The idea is to reduce Naspers’ dominance of the Johannesburg stock exchange, which has forced investors to limit their exposure to the South African company. Naspers owns 73% of Prosus, so the plan sailed through even though 36 shareholders including South Africa’s Public Investment Corporation previously had objected.
In a letter to the company last month, the shareholders with a combined 3.6 trillion rand ($250 billion) in assets under management said the new structure was too complex.
The share swap will lead to “worsening governance outcomes which will do very little to reduce the substantial discounts within Naspers and Prosus and could even widen them,” they said.
Excluding Naspers’s votes, about 53% of Prosus shareholders still voted in favor of the transaction, Prosus said in a statement.

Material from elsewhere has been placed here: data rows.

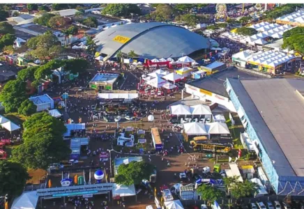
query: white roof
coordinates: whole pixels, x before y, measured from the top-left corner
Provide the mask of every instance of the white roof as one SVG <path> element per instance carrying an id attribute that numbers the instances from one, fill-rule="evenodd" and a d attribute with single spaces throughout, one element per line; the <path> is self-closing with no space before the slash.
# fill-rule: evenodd
<path id="1" fill-rule="evenodd" d="M 170 74 L 168 74 L 164 77 L 162 77 L 163 79 L 170 81 L 170 82 L 175 82 L 178 79 L 183 79 L 183 77 L 181 75 L 179 75 L 174 72 L 171 72 Z"/>
<path id="2" fill-rule="evenodd" d="M 146 82 L 147 84 L 152 86 L 154 88 L 160 88 L 165 84 L 167 84 L 168 82 L 160 78 L 160 77 L 155 77 L 149 82 Z"/>
<path id="3" fill-rule="evenodd" d="M 112 192 L 114 196 L 129 196 L 136 195 L 135 187 L 134 185 L 130 186 L 123 186 L 114 183 Z"/>
<path id="4" fill-rule="evenodd" d="M 181 57 L 180 59 L 178 59 L 178 60 L 177 61 L 178 62 L 181 62 L 181 63 L 193 63 L 195 61 L 191 58 L 190 58 L 188 56 L 184 56 L 183 57 Z"/>
<path id="5" fill-rule="evenodd" d="M 214 122 L 206 123 L 206 129 L 209 134 L 229 134 L 230 131 L 225 123 Z"/>
<path id="6" fill-rule="evenodd" d="M 12 121 L 8 121 L 1 124 L 2 127 L 6 129 L 8 131 L 13 132 L 14 130 L 20 129 L 20 127 Z"/>
<path id="7" fill-rule="evenodd" d="M 179 199 L 165 202 L 165 206 L 167 209 L 183 209 L 183 204 Z"/>
<path id="8" fill-rule="evenodd" d="M 209 106 L 197 104 L 190 106 L 190 110 L 192 115 L 211 115 L 212 111 Z"/>
<path id="9" fill-rule="evenodd" d="M 207 131 L 204 123 L 183 123 L 183 130 L 188 135 L 207 135 Z"/>
<path id="10" fill-rule="evenodd" d="M 188 106 L 183 104 L 173 105 L 170 107 L 170 113 L 172 115 L 190 115 L 191 112 Z"/>
<path id="11" fill-rule="evenodd" d="M 38 196 L 36 191 L 24 192 L 13 202 L 11 209 L 35 209 Z"/>
<path id="12" fill-rule="evenodd" d="M 49 114 L 54 118 L 59 118 L 62 116 L 60 111 L 56 109 L 49 110 Z"/>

Shares in Prosus and Naspers were little changed after the deal was approved.
Naspers’ initial $34 million investment in WeChat creator Tencent in 2001 has gradually eclipsed the sum of its parts. The Tencent stake was transferred to Prosus in 2019 along with other Naspers investments. Since then, the valuation gap has increased again.
The swap will take Naspers’ weighting on the Johannesburg exchange to between 11% and 13% from 23%, according to Prosus Chief Executive Officer Bob van Dijk.